68 pp comprising 8 gatefolds, 17,4 × 26,9 cm, screenprinted clothbound hardcover, 40 fullcolour illustrations.
Edition: 400
ISBN 978-90-72076-38-0
The operation the goddesses Juno and Iris perform is a transformation (an abstraction) – from the globe of the eye (from bulbus oculi) to a pattern of plumage, from the organ of sight to an ornament (to illustration). A symbolic transplantation, taxidermy of a concept. By making the peacock the lasting bearer of the notion of Argos’ multi-ocular gaze, Juno maintains Argos’ legacy. It is without doubt the many-eyed Argos (the Panoptes – the All-Seeing) who, by his surveying gaze, is enabled to gain an exhaustive conception of an image of the world.

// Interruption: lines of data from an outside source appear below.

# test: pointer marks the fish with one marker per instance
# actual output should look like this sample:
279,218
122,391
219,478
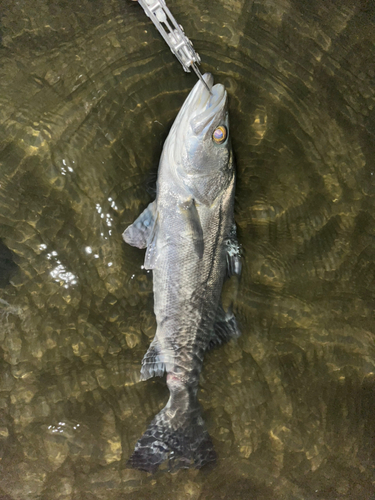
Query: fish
191,245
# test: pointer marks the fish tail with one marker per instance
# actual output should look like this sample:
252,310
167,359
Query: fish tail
177,434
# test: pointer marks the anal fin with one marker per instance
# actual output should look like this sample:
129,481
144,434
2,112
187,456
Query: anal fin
152,365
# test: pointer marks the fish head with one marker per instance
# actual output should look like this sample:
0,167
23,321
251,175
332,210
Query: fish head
199,145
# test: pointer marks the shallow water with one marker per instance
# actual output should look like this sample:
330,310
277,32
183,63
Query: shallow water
88,91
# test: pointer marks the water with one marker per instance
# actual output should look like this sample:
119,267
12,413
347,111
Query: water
88,92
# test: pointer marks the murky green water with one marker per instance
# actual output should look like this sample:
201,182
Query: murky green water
88,91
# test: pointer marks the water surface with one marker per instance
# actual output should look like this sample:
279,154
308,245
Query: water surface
88,92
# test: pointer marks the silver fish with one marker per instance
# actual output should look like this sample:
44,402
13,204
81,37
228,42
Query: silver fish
191,242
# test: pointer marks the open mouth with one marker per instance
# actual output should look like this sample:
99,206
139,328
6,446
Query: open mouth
206,105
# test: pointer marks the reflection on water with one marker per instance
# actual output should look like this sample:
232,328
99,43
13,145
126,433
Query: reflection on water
88,92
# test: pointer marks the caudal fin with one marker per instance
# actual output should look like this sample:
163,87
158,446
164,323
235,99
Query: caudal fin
184,446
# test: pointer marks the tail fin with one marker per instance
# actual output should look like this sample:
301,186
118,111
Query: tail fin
176,434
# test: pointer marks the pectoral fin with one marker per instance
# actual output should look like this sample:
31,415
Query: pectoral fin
140,232
194,229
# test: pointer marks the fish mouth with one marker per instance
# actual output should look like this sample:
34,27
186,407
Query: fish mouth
202,106
208,104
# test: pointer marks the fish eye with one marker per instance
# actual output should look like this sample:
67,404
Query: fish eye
220,134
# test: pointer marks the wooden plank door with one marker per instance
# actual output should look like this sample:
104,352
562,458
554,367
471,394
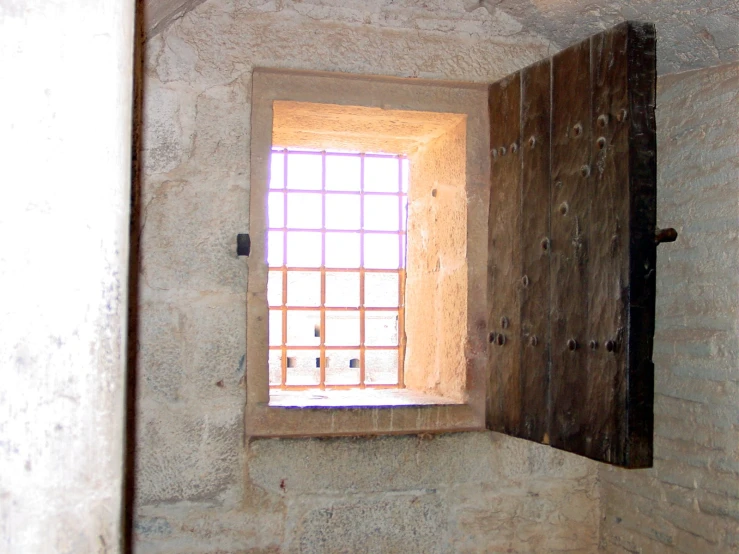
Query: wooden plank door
572,248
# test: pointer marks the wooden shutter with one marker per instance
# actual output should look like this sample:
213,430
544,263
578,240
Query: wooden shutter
572,248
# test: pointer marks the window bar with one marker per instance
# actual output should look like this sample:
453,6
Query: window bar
283,274
322,343
401,281
362,357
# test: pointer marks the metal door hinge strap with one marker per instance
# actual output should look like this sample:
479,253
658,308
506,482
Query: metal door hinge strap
243,244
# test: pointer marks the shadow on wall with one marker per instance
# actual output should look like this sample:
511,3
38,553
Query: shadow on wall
129,468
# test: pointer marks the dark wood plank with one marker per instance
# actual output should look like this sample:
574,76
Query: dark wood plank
504,257
608,249
570,205
607,298
535,290
642,78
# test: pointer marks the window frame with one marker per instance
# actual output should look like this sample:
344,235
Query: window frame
469,99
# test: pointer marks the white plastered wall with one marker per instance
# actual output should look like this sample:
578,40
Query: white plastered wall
65,120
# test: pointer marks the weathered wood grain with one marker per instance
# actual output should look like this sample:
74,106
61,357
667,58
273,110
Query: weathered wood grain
642,78
570,206
604,404
504,264
572,250
535,289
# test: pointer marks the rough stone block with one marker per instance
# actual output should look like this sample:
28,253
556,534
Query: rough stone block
408,523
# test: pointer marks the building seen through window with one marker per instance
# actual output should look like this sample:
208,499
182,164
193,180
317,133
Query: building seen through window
336,255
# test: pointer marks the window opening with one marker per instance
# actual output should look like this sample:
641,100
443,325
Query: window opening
336,251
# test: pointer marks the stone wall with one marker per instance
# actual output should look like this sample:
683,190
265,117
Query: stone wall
689,501
199,487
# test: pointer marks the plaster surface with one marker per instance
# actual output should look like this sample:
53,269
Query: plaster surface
65,191
691,33
200,488
689,501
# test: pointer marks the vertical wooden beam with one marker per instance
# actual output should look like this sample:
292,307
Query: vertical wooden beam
570,206
604,405
504,264
535,280
642,78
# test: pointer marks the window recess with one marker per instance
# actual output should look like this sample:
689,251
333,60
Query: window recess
336,252
534,282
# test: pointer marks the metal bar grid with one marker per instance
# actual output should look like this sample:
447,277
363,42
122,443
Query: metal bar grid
362,310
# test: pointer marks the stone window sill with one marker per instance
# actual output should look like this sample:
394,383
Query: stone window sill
355,398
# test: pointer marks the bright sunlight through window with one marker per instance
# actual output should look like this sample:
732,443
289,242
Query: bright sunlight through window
336,252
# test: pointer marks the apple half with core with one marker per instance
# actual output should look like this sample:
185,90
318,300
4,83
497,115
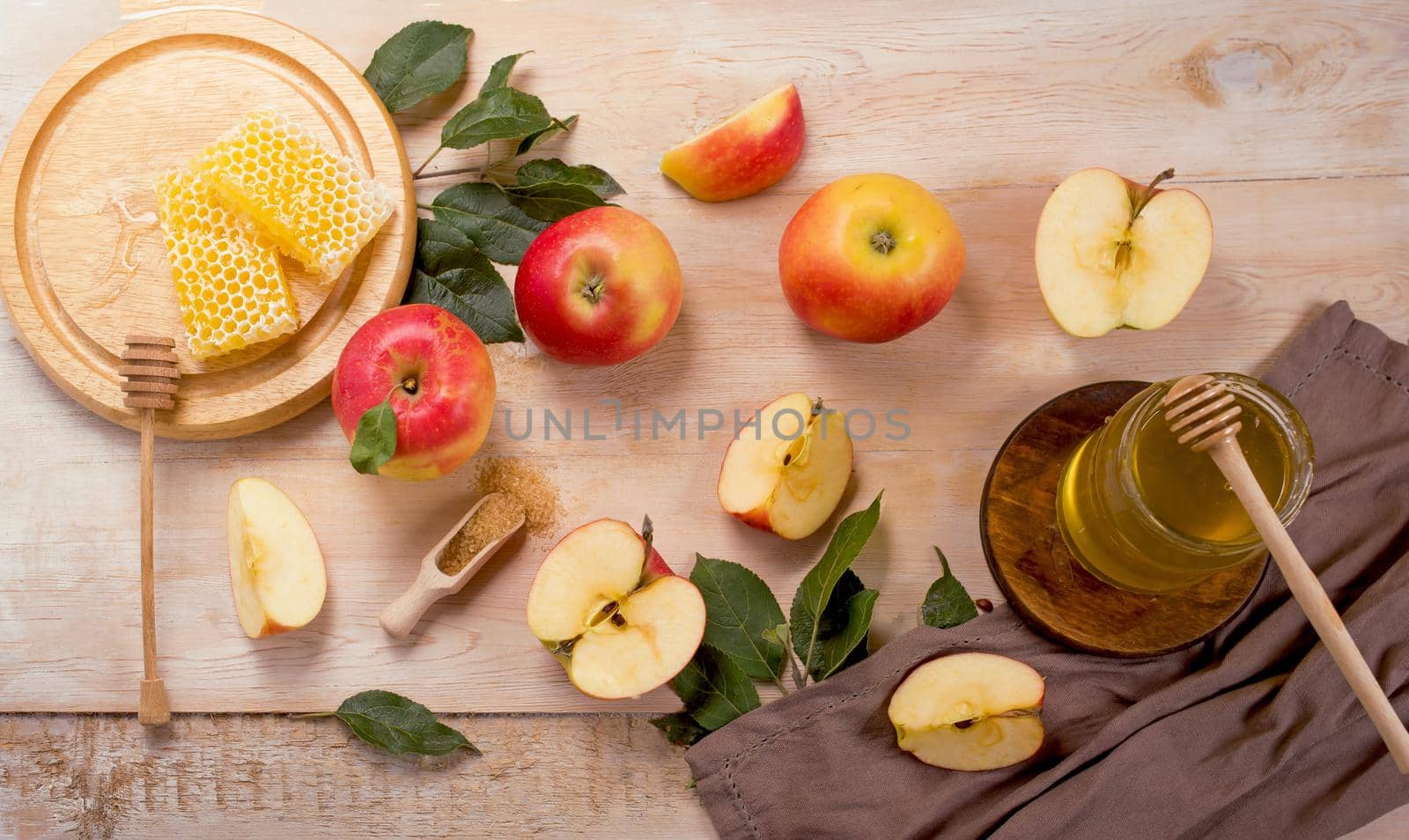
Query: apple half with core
970,711
744,154
275,564
870,258
617,619
1115,254
786,471
599,286
436,375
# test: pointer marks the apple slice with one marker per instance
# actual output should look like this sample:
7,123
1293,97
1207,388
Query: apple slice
275,564
1115,254
744,154
788,473
970,711
617,619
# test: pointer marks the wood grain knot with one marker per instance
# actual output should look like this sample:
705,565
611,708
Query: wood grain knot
150,373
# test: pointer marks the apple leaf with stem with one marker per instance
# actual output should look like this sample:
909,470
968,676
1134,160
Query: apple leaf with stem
948,602
398,725
375,440
740,615
483,213
814,608
422,60
715,688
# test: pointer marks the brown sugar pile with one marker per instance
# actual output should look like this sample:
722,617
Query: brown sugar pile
492,519
527,485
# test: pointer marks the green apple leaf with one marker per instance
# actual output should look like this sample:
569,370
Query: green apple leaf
499,74
948,603
420,61
680,727
502,113
399,725
810,603
715,688
741,616
483,213
375,440
845,628
554,171
440,247
539,137
476,295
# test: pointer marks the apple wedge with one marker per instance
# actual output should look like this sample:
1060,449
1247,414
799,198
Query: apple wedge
744,154
1115,254
617,619
786,473
275,564
970,712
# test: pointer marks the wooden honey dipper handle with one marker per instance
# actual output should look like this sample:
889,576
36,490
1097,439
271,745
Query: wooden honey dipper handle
1204,416
150,382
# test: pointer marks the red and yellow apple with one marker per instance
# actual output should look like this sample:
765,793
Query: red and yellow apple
277,568
609,609
437,375
786,474
1112,253
744,154
970,711
599,286
870,258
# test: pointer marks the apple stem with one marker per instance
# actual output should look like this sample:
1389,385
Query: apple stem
1148,192
882,241
422,168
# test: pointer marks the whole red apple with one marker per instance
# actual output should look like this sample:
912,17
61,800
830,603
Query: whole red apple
870,258
599,288
437,375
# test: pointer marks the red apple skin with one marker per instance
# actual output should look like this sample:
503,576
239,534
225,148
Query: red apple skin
447,419
599,288
838,284
743,155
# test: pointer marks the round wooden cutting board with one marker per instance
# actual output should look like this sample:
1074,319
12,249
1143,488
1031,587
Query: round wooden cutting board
82,260
1040,578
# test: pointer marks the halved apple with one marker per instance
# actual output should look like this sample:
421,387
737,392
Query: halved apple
275,564
970,711
617,619
744,154
1115,254
786,473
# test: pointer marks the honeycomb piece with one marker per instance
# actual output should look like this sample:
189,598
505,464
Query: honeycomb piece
229,284
316,204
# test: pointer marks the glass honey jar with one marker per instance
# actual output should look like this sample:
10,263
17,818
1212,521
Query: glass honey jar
1145,513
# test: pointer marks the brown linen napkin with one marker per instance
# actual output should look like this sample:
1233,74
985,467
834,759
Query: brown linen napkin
1251,733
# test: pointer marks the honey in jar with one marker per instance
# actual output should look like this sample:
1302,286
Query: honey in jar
1145,513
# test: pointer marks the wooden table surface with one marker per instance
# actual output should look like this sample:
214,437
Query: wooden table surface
1288,119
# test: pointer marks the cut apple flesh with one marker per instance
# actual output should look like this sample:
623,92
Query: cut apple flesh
616,624
643,645
1099,269
275,564
788,474
970,712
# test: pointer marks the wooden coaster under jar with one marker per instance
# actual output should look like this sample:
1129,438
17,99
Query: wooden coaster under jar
1049,586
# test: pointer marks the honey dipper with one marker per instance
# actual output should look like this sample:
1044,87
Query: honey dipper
150,384
1202,413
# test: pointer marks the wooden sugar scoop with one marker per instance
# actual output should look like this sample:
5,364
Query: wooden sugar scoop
504,518
1202,413
150,385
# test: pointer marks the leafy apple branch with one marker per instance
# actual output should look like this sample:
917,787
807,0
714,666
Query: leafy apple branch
495,217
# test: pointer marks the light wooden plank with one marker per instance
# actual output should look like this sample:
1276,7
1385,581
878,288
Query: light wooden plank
267,776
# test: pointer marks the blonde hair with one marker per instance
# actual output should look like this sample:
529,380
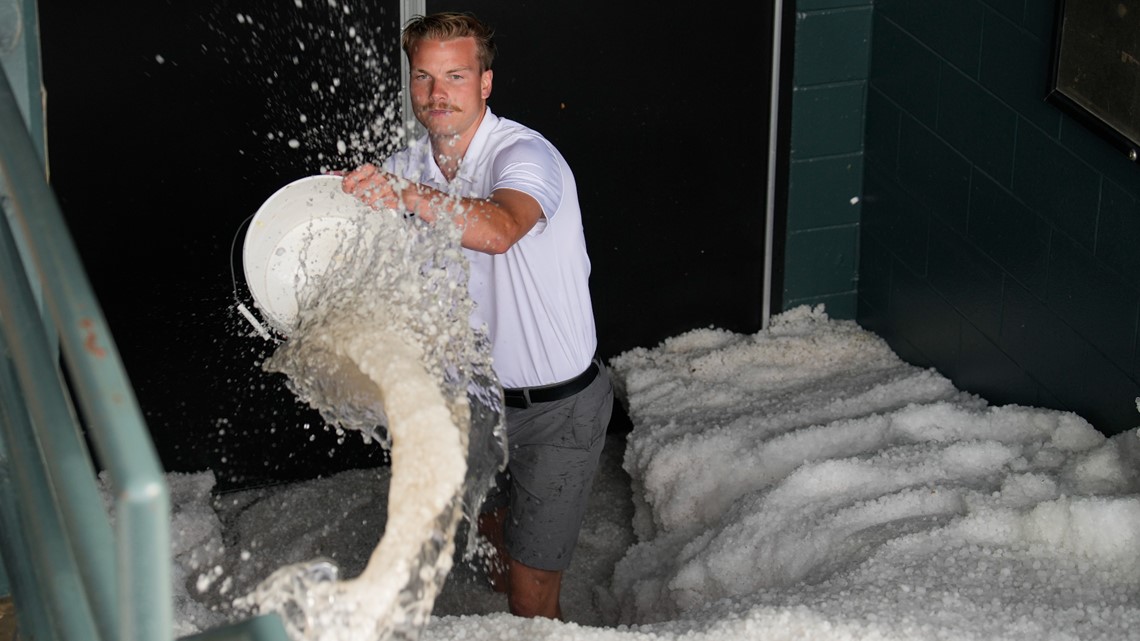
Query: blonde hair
449,25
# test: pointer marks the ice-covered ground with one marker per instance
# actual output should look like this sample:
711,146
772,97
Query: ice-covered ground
799,483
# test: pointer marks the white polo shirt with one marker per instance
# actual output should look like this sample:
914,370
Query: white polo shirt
534,299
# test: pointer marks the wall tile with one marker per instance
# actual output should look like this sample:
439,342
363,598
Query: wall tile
977,124
873,274
904,71
821,261
992,373
1041,19
821,192
1118,233
1014,10
1009,233
827,120
1109,160
815,5
836,46
880,145
951,27
925,319
936,175
895,219
1057,184
1081,378
1015,67
966,277
841,306
1093,301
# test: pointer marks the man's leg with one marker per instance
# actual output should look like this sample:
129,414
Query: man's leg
490,527
535,592
530,592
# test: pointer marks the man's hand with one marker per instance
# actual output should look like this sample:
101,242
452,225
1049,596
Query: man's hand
373,186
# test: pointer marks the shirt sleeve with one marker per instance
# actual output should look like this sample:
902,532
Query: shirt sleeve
531,167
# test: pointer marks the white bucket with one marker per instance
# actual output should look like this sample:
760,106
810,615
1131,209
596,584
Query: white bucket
306,220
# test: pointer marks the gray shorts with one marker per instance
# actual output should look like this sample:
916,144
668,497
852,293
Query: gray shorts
554,448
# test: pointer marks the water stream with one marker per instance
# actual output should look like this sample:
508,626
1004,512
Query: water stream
381,345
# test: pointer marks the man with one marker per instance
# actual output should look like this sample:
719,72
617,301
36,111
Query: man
516,201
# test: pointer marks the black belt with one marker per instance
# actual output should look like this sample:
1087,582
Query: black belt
523,397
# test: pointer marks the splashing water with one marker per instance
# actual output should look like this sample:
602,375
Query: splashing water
382,345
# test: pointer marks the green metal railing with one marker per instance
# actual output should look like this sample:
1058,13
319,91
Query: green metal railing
75,570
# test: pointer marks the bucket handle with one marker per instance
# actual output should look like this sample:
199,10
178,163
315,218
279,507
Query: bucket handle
233,275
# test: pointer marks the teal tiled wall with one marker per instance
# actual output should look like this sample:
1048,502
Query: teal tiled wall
998,237
832,43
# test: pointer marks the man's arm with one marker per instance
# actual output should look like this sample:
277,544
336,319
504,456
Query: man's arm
490,225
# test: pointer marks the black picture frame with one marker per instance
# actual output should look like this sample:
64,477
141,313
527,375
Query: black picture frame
1094,75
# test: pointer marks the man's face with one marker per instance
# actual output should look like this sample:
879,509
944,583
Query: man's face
448,91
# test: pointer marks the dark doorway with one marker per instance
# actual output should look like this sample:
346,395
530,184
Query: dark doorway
664,119
170,122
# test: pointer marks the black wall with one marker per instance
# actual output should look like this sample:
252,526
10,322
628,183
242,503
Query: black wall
168,126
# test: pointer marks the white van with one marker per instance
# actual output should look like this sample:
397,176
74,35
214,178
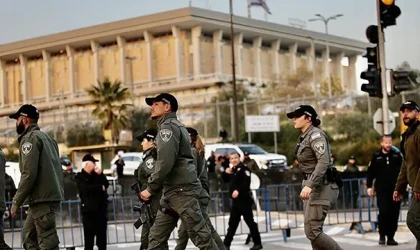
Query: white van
264,159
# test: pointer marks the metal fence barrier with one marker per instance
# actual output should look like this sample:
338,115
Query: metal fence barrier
278,207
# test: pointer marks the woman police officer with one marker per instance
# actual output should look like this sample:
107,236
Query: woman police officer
143,173
318,193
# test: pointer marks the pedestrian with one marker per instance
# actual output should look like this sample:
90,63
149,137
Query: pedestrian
410,167
41,181
176,174
143,173
3,244
239,178
197,148
92,185
384,168
319,193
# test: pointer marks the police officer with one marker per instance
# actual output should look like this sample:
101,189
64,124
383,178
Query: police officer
92,185
41,183
176,174
197,148
314,155
239,179
410,167
143,172
384,167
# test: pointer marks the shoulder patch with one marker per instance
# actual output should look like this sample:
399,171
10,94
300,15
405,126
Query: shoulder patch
316,135
149,163
26,148
320,147
165,134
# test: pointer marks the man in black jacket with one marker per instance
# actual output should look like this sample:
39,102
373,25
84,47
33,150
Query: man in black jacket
384,168
92,185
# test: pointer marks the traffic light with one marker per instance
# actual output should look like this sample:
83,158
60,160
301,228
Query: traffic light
400,81
389,13
372,75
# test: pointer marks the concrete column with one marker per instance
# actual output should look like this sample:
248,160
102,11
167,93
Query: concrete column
72,71
275,47
256,43
121,49
310,57
292,57
238,53
3,83
326,64
24,77
95,47
339,72
196,36
217,50
352,80
148,37
46,57
176,32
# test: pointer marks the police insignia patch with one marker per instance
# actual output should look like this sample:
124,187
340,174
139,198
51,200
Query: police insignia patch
165,134
149,163
320,147
26,148
316,136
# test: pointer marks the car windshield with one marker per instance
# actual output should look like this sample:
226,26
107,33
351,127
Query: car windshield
253,150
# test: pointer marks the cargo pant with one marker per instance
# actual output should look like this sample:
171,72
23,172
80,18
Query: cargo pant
185,205
39,230
182,241
413,219
315,212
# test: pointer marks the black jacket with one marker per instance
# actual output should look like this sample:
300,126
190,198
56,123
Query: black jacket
239,180
93,198
385,169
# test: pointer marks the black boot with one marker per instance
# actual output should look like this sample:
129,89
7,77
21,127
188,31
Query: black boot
381,240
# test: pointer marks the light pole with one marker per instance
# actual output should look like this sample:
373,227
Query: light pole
130,59
234,97
320,17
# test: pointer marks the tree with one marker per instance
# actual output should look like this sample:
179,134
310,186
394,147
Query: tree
109,98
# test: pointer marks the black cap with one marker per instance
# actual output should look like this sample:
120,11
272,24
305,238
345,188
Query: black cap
89,157
149,134
192,131
411,105
166,98
303,110
27,110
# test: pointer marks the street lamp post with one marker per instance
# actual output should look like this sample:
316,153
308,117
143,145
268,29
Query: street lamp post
234,97
320,17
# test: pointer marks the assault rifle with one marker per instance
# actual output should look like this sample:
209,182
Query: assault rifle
146,215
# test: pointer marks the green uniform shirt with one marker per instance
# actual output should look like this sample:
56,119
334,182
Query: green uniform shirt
314,155
41,172
175,164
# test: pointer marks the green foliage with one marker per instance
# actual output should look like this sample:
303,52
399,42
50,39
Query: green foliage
84,135
109,98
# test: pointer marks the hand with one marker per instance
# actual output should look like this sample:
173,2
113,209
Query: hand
97,170
305,193
370,192
145,195
416,195
235,194
396,196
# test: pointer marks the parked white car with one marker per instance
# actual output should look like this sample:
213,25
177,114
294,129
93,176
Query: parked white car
132,161
264,159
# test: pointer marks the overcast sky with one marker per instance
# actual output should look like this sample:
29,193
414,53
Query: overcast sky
22,19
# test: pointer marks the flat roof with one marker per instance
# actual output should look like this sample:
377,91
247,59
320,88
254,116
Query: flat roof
184,18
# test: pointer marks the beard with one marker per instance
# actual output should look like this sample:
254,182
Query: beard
20,128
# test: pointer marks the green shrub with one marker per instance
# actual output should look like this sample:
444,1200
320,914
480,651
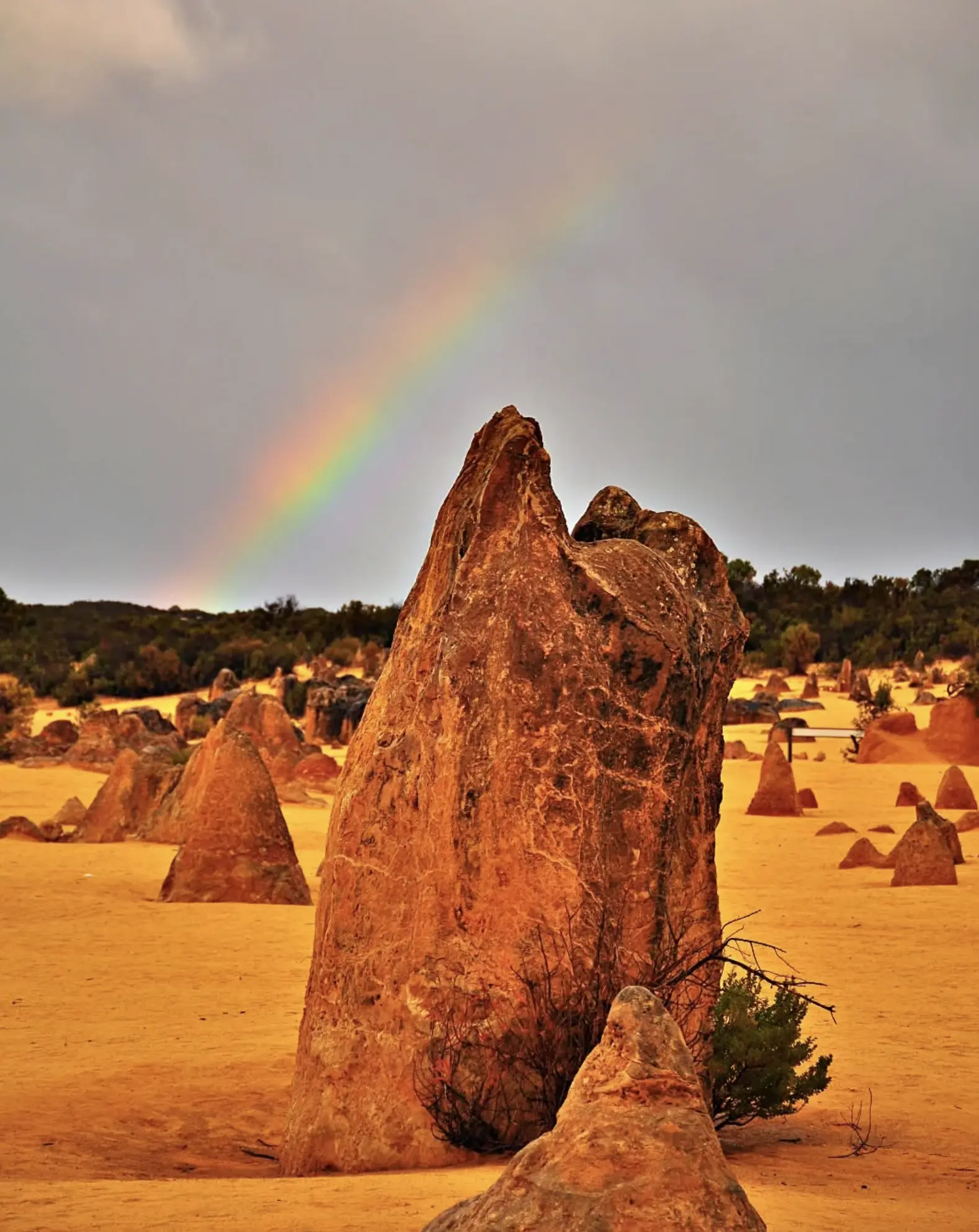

With reference to the latest theory of colour introduced by his contemporary Franciscus Aguilonius, Rubens based his allegory of seeing – and notably Iris’ accompanying rainbow – on a blue-red-yellow colour scheme. Aguilonius – otherwise known as Francois d’Aguilon – was a Brussels-born jesuit mathematician, a physicist and architect, the author of a six-volume treatise on optics and active in Antwerp at the same time as Rubens. Rubens contributed the frontispieces and several illustrations to his ‘Six Books of Optics’. In his comprehensive study Aguilonius explicates, inter alia, the principles of stereographic projection. Stereographic projection is a geometric function that projects a sphere onto a plane. It is used to make a coherent two-dimensional illustration from the three-dimensional thing – such as a map from the terrestrial globe.
The book ‘Plants and Soil – The Visual Development of a Structure’ contains a photographic sequence comprising forty images. Identified here as the pivotal element of a certain spacial configuration in an urban setting in the city of Hamburg, the photographs portray a topiary-like garden sculpture in the shape of a peacock. S. H.